-------------------------------------------------------------------------------
help for byvar                                                  Patrick Royston
-------------------------------------------------------------------------------

Repeat command by variable(s)

byvar varlist [if exp] [in range] [ , b(coeflist) e(elist) generate missing nolabel pause r(rlist) return se(selist) tabulate unique ] : stata_cmd[@stata_cmd ...]

Description

byvar repeats stata_cmd (and each additional stata_cmd following each @, if present) for each distinct combination of values in varlist. The latter may contain string variables.

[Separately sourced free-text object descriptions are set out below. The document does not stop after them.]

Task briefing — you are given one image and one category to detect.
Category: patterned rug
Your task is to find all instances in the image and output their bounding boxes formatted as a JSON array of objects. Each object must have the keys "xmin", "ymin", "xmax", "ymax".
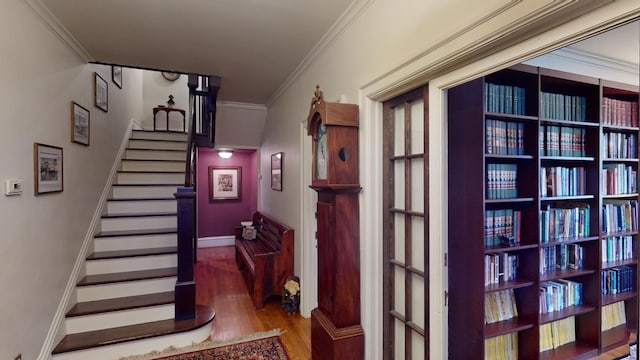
[{"xmin": 121, "ymin": 329, "xmax": 289, "ymax": 360}]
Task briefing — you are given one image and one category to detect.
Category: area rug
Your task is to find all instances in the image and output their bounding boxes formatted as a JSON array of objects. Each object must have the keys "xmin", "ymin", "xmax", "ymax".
[{"xmin": 121, "ymin": 329, "xmax": 289, "ymax": 360}]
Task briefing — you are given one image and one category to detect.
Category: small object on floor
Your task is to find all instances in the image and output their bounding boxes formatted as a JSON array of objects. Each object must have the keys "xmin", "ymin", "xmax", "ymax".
[{"xmin": 282, "ymin": 276, "xmax": 300, "ymax": 314}]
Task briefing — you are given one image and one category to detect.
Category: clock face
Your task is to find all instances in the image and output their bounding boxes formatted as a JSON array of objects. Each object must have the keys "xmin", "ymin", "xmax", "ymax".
[{"xmin": 316, "ymin": 122, "xmax": 327, "ymax": 180}]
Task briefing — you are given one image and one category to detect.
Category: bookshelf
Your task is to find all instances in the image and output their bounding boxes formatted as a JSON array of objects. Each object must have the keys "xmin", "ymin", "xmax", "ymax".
[{"xmin": 448, "ymin": 64, "xmax": 639, "ymax": 360}]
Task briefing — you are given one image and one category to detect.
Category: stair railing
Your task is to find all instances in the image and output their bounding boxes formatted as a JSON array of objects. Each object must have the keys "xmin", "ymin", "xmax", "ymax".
[{"xmin": 173, "ymin": 75, "xmax": 220, "ymax": 320}]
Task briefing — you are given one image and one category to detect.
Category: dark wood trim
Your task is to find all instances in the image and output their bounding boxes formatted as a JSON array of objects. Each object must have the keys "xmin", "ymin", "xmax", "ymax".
[
  {"xmin": 87, "ymin": 246, "xmax": 177, "ymax": 260},
  {"xmin": 77, "ymin": 267, "xmax": 177, "ymax": 286},
  {"xmin": 100, "ymin": 212, "xmax": 176, "ymax": 219},
  {"xmin": 94, "ymin": 228, "xmax": 176, "ymax": 238},
  {"xmin": 67, "ymin": 291, "xmax": 174, "ymax": 317}
]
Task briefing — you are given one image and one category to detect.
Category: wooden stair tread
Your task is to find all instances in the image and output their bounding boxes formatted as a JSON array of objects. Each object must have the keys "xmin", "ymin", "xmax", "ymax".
[
  {"xmin": 67, "ymin": 291, "xmax": 175, "ymax": 317},
  {"xmin": 107, "ymin": 197, "xmax": 176, "ymax": 201},
  {"xmin": 87, "ymin": 246, "xmax": 177, "ymax": 260},
  {"xmin": 94, "ymin": 228, "xmax": 177, "ymax": 238},
  {"xmin": 122, "ymin": 159, "xmax": 186, "ymax": 162},
  {"xmin": 128, "ymin": 138, "xmax": 188, "ymax": 143},
  {"xmin": 78, "ymin": 267, "xmax": 177, "ymax": 286},
  {"xmin": 126, "ymin": 147, "xmax": 186, "ymax": 152},
  {"xmin": 101, "ymin": 211, "xmax": 177, "ymax": 219},
  {"xmin": 53, "ymin": 305, "xmax": 215, "ymax": 354},
  {"xmin": 117, "ymin": 170, "xmax": 185, "ymax": 174}
]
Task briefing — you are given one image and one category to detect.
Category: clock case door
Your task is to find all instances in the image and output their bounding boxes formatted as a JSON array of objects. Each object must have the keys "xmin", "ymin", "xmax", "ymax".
[{"xmin": 307, "ymin": 100, "xmax": 359, "ymax": 188}]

For details of storage of results, see the generate and return options.

Options

b(coeflist) stores the regression coefficients for variables named in coeflist. Individual items may be labelled as with the e() option.

e(elist) saves the E-class estimates e() named in elist which arise from the final stata_cmd in stata_cmd[@stata_cmd ...]. The E-class estimates must evaluate to numbers; strings are not allowed. The estimate names must be separated by space(s). You may append a label, preceded by an = sign, to each estimate name; this will be used to label the corresponding column of output (if the tabulate option is used) or variable (if the generate option is used). The label will be truncated to 14 characters if it is longer than 14. If spaces are to be included, the label must be enclosed within quotes (""). Commas, colons or equals signs are not allowed anywhere within in the label. Example of e() option with such labelling: e(rmse="RMS error" F="F statistic" N).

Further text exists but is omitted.